The horse I rode the two years before I relocated from Montana also gaited ... he was (probably) a Paso/QH cross and what he did felt like what my first mare did. From what the local people tell me, that seems to be what the Kentucky Mountain and Rocky Mountain horses do as well and I've heard it referred to as a singlefoot.

From what you describe as the stepping pace, the 1-2 <pause> 3-4 with just a fractional pause I think what I'm talking about is the same thing but calling it a singlefoot.

The little Paso cross gelding had a flat walk, the singlefoot (which he could do at varying speeds) and a gallop. He would not or could not trot.


----------



## Lisa in WA (Oct 11, 2004)

We had a QH that was a singlefooter and came from a line of them. Just gave him away last fall and he's proudly owned by a 13 year old boy in Michigan.


----------



## 1sttimemom (Mar 1, 2005)

I have ridden several Standardbreds. Back in CA where I grew up you could adopt them pretty cheap off the track. Mostly geldings that were too slow. All the ones I have ridden were pacers. The gait was not totally uncomfy to ride. Sort of swings you side to side. The faster you go the more uncomfy. We trail rode them. Most seemed very easy to deal with, non-spooky, and solid built. They were just about "broke" already, just needed to get someone on their back and teach to neck rein if you wanted. I sure liked them more than the off the track TBs.


----------



## lamoncha lover (Mar 1, 2009)

well I decided for now to just go buy a spotted saddle horse that is already broke. I have wanted to adopt the ex racehorse standard bred forever. They are so very picky. I have to take pics of both my places the horse will be, and all the references.(got the references done)
Its good to know they are so calm. Maybe another time I will just adopt. I wanted the one mare pretty badly until it was pointed out to me she was off on her hind leg.


----------



## Stonybrook (Sep 22, 2007)

I thought that mare was off on a back leg too. Neither of the ones you mentioned looked like what I think of when I think of a pacer. I think I actually liked Panpai better for some reason (besides the gimpiness). 
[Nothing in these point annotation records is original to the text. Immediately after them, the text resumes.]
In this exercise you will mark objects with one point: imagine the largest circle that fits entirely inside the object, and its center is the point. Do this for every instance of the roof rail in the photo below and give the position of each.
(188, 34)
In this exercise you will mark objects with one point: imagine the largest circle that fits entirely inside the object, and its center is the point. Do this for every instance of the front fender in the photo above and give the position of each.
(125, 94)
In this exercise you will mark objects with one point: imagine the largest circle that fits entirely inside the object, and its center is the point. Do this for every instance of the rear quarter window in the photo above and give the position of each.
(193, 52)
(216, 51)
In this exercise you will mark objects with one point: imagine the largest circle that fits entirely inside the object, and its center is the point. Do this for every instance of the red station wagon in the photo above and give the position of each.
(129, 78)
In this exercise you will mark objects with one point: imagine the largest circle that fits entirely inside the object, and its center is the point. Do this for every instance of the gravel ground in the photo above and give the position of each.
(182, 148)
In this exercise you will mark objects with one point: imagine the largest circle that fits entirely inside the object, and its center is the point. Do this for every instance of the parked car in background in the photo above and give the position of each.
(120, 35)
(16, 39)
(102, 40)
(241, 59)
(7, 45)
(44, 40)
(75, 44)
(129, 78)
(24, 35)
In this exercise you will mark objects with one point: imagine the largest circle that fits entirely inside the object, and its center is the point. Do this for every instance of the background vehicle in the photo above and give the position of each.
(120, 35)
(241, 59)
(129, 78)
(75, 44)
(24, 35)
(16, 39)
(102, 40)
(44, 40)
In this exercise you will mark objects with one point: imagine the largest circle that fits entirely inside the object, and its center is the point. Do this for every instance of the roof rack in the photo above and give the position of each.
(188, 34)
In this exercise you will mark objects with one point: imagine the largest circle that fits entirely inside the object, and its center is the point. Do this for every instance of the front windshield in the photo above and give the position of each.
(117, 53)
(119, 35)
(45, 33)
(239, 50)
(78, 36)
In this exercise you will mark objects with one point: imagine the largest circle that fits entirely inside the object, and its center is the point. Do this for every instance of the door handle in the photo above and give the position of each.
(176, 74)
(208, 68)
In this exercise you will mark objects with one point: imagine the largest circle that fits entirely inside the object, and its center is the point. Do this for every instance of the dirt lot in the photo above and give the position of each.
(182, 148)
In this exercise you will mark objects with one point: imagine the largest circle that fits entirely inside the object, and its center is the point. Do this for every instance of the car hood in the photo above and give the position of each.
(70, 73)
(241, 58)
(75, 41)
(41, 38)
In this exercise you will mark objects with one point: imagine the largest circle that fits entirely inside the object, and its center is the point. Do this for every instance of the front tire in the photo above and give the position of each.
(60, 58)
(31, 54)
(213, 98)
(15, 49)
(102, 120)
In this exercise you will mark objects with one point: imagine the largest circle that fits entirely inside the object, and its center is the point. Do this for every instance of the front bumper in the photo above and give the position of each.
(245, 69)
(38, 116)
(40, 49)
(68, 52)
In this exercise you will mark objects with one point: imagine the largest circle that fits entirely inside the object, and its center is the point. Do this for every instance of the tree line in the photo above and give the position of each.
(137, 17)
I have had a TWH mix, and he was such a nice ride. I don't know about the other gaited breeds, but I would get a TWH again. They are so kind and tolerant. Like the standardbreds they would have to be tolerant to put up with the crap they have to tolerate in the show world.


----------



## wr (Aug 10, 2003)

Lisa, it seems to me that bergere did some homework on QH lines that show a tendency to singlefoot and if I'm not mistaken, she mentioned Hancock lines. The reason it kinda stuck in my head was because I have an old mare with strong Hancock breeding who does singlefoot and I had one of those aha moments.


----------